Ryan’s World the Movie will also help usher in the Kajis’ third phase of the business, which is to find the next Ryan. He’s a preteen now, and as he gets older, his core demographic stays the same age (3-7). “The dynamic between Ryan and his fans has changed over time,” says Shion. “Initially he was their best friend, he was someone they can relate to. Now he’s a role model.” The family is mindful not to let his lucrative career box him in — Loann, especially, wants him to go to college and choose his own path. The Kajis have been auditioning on-camera talent for the past year, looking for kids with authentic, distinct energy and, most importantly, parents with ethics that line up with their own.

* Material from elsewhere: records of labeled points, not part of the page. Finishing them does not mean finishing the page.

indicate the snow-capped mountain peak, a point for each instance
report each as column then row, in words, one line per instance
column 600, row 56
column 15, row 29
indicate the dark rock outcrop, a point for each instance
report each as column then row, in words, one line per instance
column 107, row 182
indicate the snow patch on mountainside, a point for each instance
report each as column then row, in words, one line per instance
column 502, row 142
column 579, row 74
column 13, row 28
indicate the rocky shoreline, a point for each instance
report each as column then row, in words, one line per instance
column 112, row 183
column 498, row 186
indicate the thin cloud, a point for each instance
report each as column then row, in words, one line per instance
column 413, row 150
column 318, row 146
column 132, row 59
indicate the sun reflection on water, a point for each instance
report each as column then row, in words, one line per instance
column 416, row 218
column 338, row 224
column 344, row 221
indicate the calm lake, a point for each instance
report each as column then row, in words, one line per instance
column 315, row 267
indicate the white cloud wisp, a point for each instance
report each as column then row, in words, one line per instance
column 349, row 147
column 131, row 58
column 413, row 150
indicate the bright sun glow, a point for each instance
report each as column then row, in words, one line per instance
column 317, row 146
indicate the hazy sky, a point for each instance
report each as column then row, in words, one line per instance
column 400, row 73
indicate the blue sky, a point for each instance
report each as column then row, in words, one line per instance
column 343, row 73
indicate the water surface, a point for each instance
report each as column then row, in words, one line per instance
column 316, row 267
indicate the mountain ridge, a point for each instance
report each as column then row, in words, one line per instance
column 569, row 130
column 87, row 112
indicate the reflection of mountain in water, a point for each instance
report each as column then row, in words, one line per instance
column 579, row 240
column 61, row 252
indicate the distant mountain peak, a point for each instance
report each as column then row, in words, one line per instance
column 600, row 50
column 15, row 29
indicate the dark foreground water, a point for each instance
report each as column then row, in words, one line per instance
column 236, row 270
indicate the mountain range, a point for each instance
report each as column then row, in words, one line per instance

Before they fully enter the third phase, both the family and the executives at pocket.watch seek to expand the business in ways that don’t require more time or work from Ryan (by leaning into animation, for example, and pushing further into consumer products).
Ryan’s parents, however, are happy to keep at it as long as they need to. Shion says he derives great joy from the work, and he and his wife remain in disbelief at the way the business has allowed them to provide for the family. When Ryan started posting his unboxing videos and toy reviews, the financial hardships of raising three children were constantly looming. Now, in addition to their new Honolulu digs, they’re (easily) able to cover private school tuition, pricey extracurriculars, piano lessons and a yearly wintertime trip to Japan (Shion was born in Tokyo) so the kids can practice snowboarding. “We want the whole world to be their playground,” he says. “We try to make sure that we use this opportunity, that just started on YouTube, to the kids’ every advantage. We want it all to come back to them.”